Russian Ark does not fit at all into this series. This breathtaking movie seems not to analyze but to produce ideology. It is a dream phantasy with a narrator who owns Sokurov’s voice and the eye of the camera.
This eye (which is in Nabokov’s homophony also an I) is led by Marquis de Custine through the space of Russian imperial history. The Hermitage is a chosen place where power and art meet congenially. The title metaphor of the “Ark” suggests that Russian culture survived the Soviet Deluge in the imperial refugium of the Winter Palais.
Who is Custine in this film? Sokurov designs him as a vampire. The iconographic allusions are clear enough-Custine wears a black suit and spreads his long fingers like Murnau’s Nosferatu.
Custine is dead and so is his artistic taste: He prefers natures mortes painted by Flemish masters and he has no sense of the beauties of Pushkin’s verse. In one word Sokurov’s Marquis de Custine is the ugly incarnation of Western arrogance and contempt for Russian culture.
A psychoanalytic approach may clarify the ambivalent relation between the dreaming narrator and Custine. Custine represents a demonic force within the narrator’s own soul. He can be interpreted as the ever threatening fear of the Russian artist not to be able to meet Western standards of art.
This reading is most evident in a scene where de Custine shows his own book La Russie en 1839 to the narrator and tells him that rather than himself, the narrator is the author of the book.
The whole movie, then, can be seen as a fight against the complex of inferiority of the Russian artist. Sokurov performs a kind of exorcism: The anaemic French diplomat who sucks the blood from the vital body of Russia must be overcome.
At the end, the Western vampire is defeated not with a wooden peg in his chest, but by the sheer force of Russian imperial culture. During the triumphal ball scene (the orchestra plays Glinka), Custine decides to stay within the space of Russian imperial art; he remains inside the Ark. The narrator then leaves the Hermitage and continues his artistic creation after the catastrophe.

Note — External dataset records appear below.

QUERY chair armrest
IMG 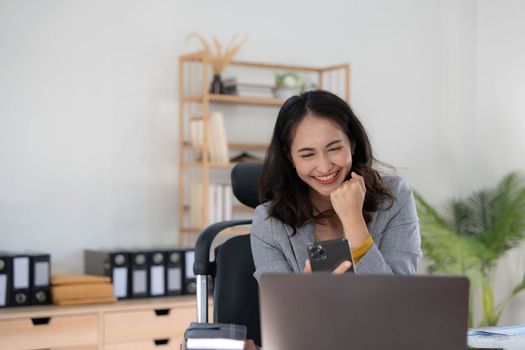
[193,220,252,276]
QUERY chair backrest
[203,163,262,345]
[213,235,261,345]
[231,163,262,208]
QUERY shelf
[180,225,250,234]
[184,94,284,107]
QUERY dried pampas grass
[186,33,248,75]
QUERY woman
[251,90,421,279]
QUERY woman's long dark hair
[258,90,395,232]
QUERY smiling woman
[251,90,421,278]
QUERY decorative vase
[210,74,224,94]
[273,87,301,100]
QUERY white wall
[0,0,525,322]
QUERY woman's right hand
[303,259,352,274]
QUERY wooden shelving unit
[179,51,350,243]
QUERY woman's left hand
[330,172,366,227]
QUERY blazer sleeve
[355,178,422,275]
[250,204,293,280]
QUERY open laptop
[260,273,469,350]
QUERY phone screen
[308,238,354,272]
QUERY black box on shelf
[128,250,149,298]
[29,253,51,305]
[0,252,12,308]
[0,252,31,307]
[84,249,131,299]
[148,250,166,297]
[164,248,184,295]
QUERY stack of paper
[468,324,525,350]
[184,322,246,350]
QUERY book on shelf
[223,79,275,98]
[189,183,233,227]
[189,111,229,163]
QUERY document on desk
[468,324,525,350]
[468,324,525,337]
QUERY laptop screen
[260,273,469,350]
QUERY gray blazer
[251,176,422,280]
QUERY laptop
[259,273,469,350]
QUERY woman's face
[290,114,352,196]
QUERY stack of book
[190,111,229,163]
[184,322,247,350]
[51,275,117,305]
[190,183,233,227]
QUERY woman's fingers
[332,260,352,274]
[303,259,312,273]
[352,171,366,193]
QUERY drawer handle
[155,309,170,316]
[153,338,170,346]
[31,317,51,326]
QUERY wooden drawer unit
[0,295,201,350]
[104,302,196,343]
[0,313,99,349]
[104,338,182,350]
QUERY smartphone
[308,238,354,272]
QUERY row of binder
[84,248,196,299]
[0,251,51,308]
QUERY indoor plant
[187,33,247,94]
[415,172,525,326]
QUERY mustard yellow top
[352,235,374,265]
[315,235,374,265]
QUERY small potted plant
[187,33,247,94]
[274,72,304,100]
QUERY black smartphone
[308,238,354,272]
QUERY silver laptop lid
[260,273,469,350]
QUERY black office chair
[193,163,262,345]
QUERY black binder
[129,251,149,298]
[164,248,184,295]
[84,249,130,299]
[29,253,51,305]
[148,250,166,297]
[0,252,31,306]
[0,252,11,308]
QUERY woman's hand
[303,259,352,274]
[330,172,366,220]
[330,172,369,247]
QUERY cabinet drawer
[0,314,98,349]
[104,304,197,348]
[104,338,182,350]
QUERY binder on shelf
[148,250,166,297]
[5,252,31,306]
[164,248,184,295]
[0,252,11,308]
[29,253,51,305]
[128,251,149,298]
[84,249,130,299]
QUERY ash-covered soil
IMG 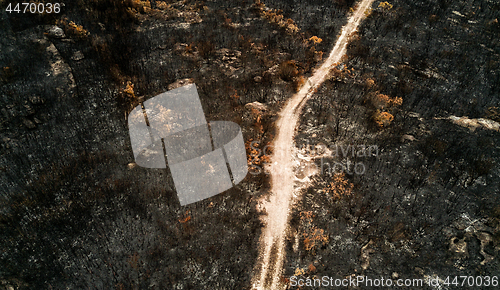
[0,0,500,289]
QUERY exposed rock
[23,119,36,129]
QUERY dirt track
[253,0,374,290]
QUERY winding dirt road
[253,0,374,290]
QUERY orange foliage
[373,110,394,128]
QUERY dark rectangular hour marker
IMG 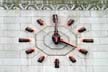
[79,49,88,55]
[54,59,60,68]
[82,39,94,43]
[25,49,35,54]
[19,38,30,42]
[67,19,74,26]
[25,27,34,32]
[69,56,76,63]
[53,14,58,23]
[37,19,44,26]
[37,56,45,63]
[78,27,86,33]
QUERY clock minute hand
[53,14,58,33]
[60,39,88,55]
[52,14,60,44]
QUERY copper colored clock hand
[60,39,77,48]
[52,14,60,44]
[60,39,88,55]
[53,14,58,32]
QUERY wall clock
[19,14,94,68]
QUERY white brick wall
[0,10,108,72]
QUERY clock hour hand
[52,14,60,44]
[59,39,77,48]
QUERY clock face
[19,13,94,68]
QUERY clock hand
[52,14,60,44]
[60,39,88,55]
[60,39,77,48]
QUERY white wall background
[0,10,108,72]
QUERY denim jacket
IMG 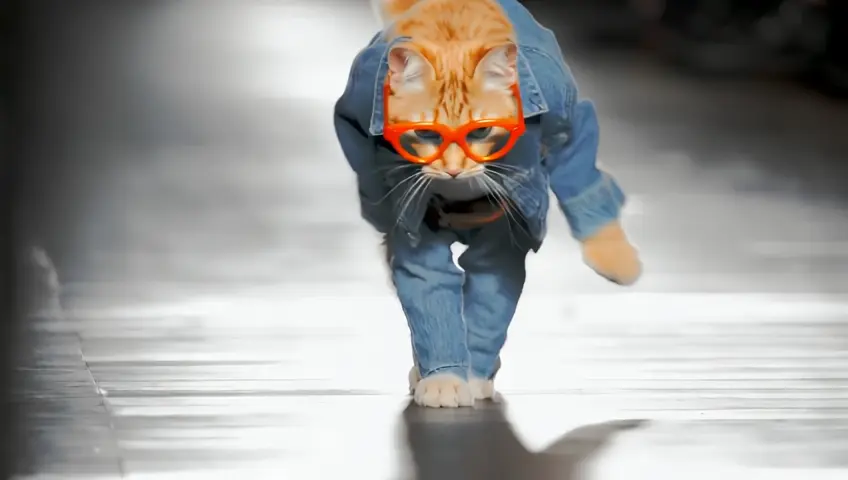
[334,0,625,250]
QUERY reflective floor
[11,0,848,480]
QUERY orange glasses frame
[383,78,526,165]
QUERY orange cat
[335,0,641,407]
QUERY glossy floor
[11,0,848,480]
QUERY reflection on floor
[11,0,848,480]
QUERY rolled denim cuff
[560,173,626,241]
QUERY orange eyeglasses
[383,78,525,165]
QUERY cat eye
[383,79,526,165]
[465,127,492,141]
[412,129,442,145]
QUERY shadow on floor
[403,402,645,480]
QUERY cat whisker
[377,170,424,204]
[395,175,430,230]
[482,172,529,248]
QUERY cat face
[387,43,519,179]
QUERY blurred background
[0,0,848,480]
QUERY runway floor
[11,0,848,480]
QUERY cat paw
[468,378,495,400]
[583,222,642,285]
[412,373,474,408]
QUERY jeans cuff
[418,365,468,381]
[560,173,626,241]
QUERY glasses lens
[465,127,510,161]
[399,128,444,159]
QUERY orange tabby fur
[374,0,641,285]
[384,0,517,178]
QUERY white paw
[468,378,495,400]
[412,373,474,408]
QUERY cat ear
[389,46,433,91]
[474,43,518,90]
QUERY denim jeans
[387,217,532,379]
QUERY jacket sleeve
[333,56,393,233]
[542,92,625,241]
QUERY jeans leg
[459,218,530,379]
[387,232,468,379]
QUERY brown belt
[424,196,505,230]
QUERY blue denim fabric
[335,0,625,242]
[387,217,531,379]
[334,0,625,377]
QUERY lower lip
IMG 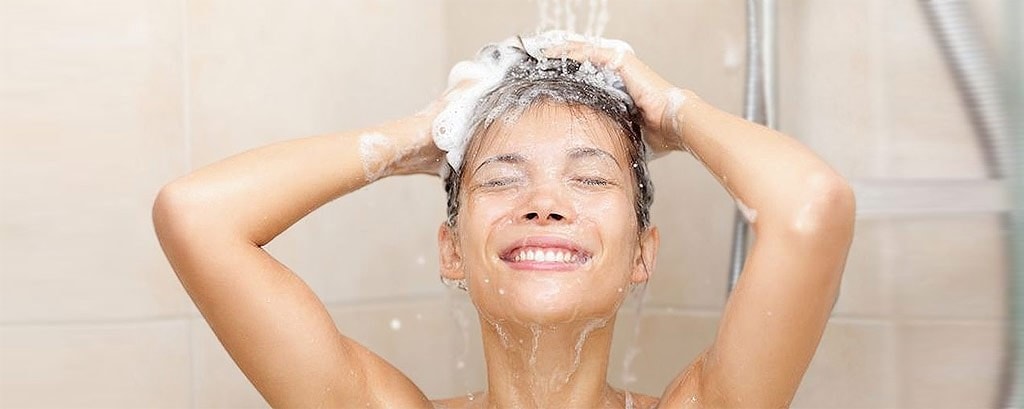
[505,260,584,272]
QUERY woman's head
[439,50,657,322]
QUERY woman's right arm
[153,115,442,407]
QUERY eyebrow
[569,147,623,169]
[473,154,526,173]
[473,147,623,173]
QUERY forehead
[470,103,628,163]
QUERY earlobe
[437,222,466,280]
[632,226,662,284]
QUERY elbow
[152,180,195,247]
[787,171,857,240]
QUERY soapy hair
[442,48,654,232]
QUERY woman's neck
[480,318,622,408]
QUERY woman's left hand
[544,41,696,157]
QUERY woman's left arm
[547,43,855,407]
[667,94,855,407]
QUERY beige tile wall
[0,0,1009,408]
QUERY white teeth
[503,249,583,262]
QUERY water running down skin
[154,37,854,408]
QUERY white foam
[736,199,758,224]
[359,132,391,181]
[434,31,633,169]
[665,88,686,134]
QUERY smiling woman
[154,33,854,408]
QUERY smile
[501,237,591,271]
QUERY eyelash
[480,177,515,188]
[573,177,610,186]
[480,177,611,188]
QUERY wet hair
[443,51,654,232]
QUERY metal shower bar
[728,0,775,293]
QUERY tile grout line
[181,0,193,171]
[179,0,199,409]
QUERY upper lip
[501,236,591,260]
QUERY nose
[520,183,575,224]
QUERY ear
[630,226,662,284]
[437,221,466,280]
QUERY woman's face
[440,104,657,324]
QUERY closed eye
[573,177,611,186]
[480,177,519,188]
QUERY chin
[473,278,625,325]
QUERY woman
[154,36,854,408]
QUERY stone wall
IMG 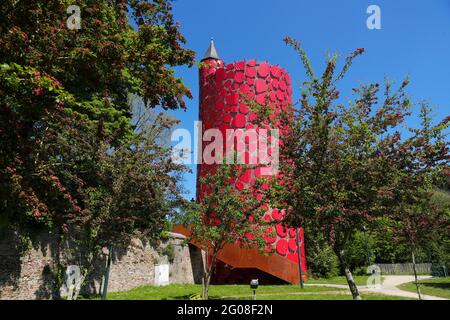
[0,233,203,299]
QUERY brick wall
[0,233,203,299]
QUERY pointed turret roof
[202,38,220,61]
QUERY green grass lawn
[398,277,450,299]
[85,284,412,300]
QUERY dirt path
[361,276,448,300]
[306,276,448,300]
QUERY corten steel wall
[197,59,306,280]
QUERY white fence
[377,263,431,274]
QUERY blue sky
[162,0,450,198]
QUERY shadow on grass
[420,280,450,290]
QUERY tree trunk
[202,249,218,300]
[339,250,361,300]
[411,249,422,300]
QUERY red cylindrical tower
[197,40,306,282]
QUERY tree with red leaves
[269,38,449,299]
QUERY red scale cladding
[197,59,306,284]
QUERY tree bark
[339,250,361,300]
[411,249,422,300]
[202,249,218,300]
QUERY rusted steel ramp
[173,225,306,284]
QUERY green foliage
[161,243,175,263]
[264,38,450,298]
[0,0,194,298]
[305,228,339,278]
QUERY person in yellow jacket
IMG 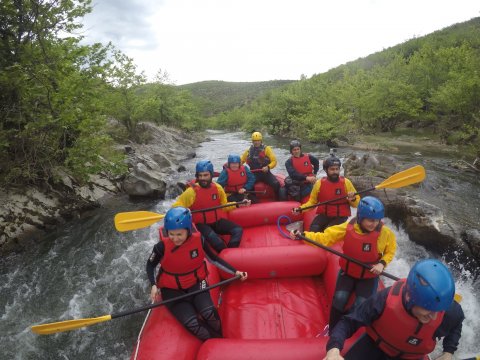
[240,131,286,200]
[290,196,397,329]
[293,155,360,232]
[172,160,251,252]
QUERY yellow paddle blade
[115,211,165,232]
[375,165,425,190]
[32,315,112,335]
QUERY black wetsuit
[147,238,236,340]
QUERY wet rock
[0,123,203,253]
[344,154,480,267]
[123,163,167,199]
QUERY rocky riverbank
[0,123,199,254]
[343,153,480,272]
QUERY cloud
[79,0,162,53]
[79,0,480,84]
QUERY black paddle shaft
[192,201,245,214]
[110,275,240,319]
[297,234,400,281]
[300,187,377,211]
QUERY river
[0,132,480,360]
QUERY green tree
[0,0,125,182]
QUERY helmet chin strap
[198,179,212,189]
[357,218,370,234]
[327,175,340,182]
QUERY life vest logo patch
[190,249,198,259]
[362,243,372,252]
[407,336,422,346]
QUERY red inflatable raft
[131,202,364,360]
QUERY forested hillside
[179,80,294,116]
[0,0,202,186]
[212,18,480,156]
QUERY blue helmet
[357,196,385,223]
[227,154,240,164]
[407,259,455,311]
[163,206,192,231]
[195,160,213,176]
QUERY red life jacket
[367,279,445,359]
[225,165,248,193]
[190,183,226,224]
[291,154,313,176]
[159,228,208,289]
[247,144,270,170]
[339,218,383,279]
[317,176,351,217]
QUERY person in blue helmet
[217,154,258,204]
[293,153,360,232]
[146,207,247,340]
[285,140,320,202]
[172,160,251,252]
[325,259,465,360]
[290,196,397,329]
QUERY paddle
[245,190,267,195]
[250,169,263,174]
[114,201,244,232]
[32,275,240,335]
[295,165,425,211]
[295,233,462,303]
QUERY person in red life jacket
[293,155,360,232]
[285,140,320,201]
[217,154,258,204]
[147,207,247,340]
[325,259,465,360]
[290,196,397,329]
[240,131,286,200]
[172,160,251,252]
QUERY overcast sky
[83,0,480,85]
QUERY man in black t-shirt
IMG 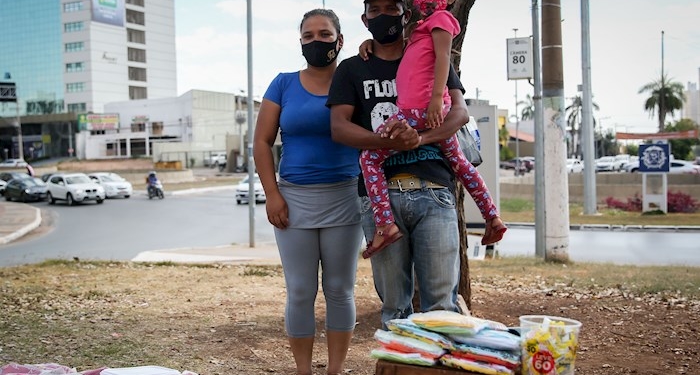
[327,0,468,325]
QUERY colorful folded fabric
[374,329,446,359]
[408,310,486,335]
[440,354,515,375]
[370,348,437,366]
[386,319,454,350]
[448,329,522,350]
[450,344,520,369]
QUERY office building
[0,0,177,159]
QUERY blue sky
[175,0,700,132]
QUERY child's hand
[359,39,372,61]
[426,97,444,129]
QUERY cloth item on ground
[370,348,437,366]
[440,354,515,375]
[408,310,486,336]
[450,344,520,370]
[374,329,446,359]
[448,328,522,350]
[386,319,454,350]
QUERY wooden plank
[374,359,483,375]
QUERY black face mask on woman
[367,14,403,44]
[301,39,338,68]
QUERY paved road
[0,190,274,266]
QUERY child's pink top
[396,10,459,109]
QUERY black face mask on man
[301,39,338,68]
[367,14,403,44]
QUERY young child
[360,0,507,259]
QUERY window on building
[126,29,146,44]
[126,9,146,25]
[129,48,146,62]
[129,86,148,100]
[66,42,85,52]
[151,121,163,135]
[129,66,146,82]
[131,122,146,133]
[66,62,85,73]
[66,82,85,92]
[67,103,87,113]
[63,1,83,13]
[63,21,85,33]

A dominant role in this last scene is attributed to Valery Gergiev, the acclaimed director of the Mariinsky theatre in St. Petersburg. The camera focuses various times on this vital and charismatic man who directs not only his orchestra but the fate of Russia. Sokurov leaves no doubt that Gergiev is the new Noah who enacts Russian culture anew in the 21th century.
Sokurov’s Russian Ark deploys completely different artistic means than Nikita Mikhalkov’s Barber of Siberia (1998). But in their ideological substratum both movies are comparable: They invert the traditional cliché of the irrational Russian and redirect this reproach to Western Europe.
The clue to both films lies in the figures of two Western madmen: The English Inventor (Richard Harris) in Mikhalkov and the morbid Marquis in Sokurov attack the innermost center of Russian culture: The Siberian woods and the splendid Imperium.
Russian Ark may be understood as a kind of visual manifesto. The Hermitage is a kind of nutshell of Russian culture which will unfold in a splendid future. Using the metaphoric religious language of the film, this point can be put as follows: There is only one Holy Russia, and Valery Gergiev is its prophet.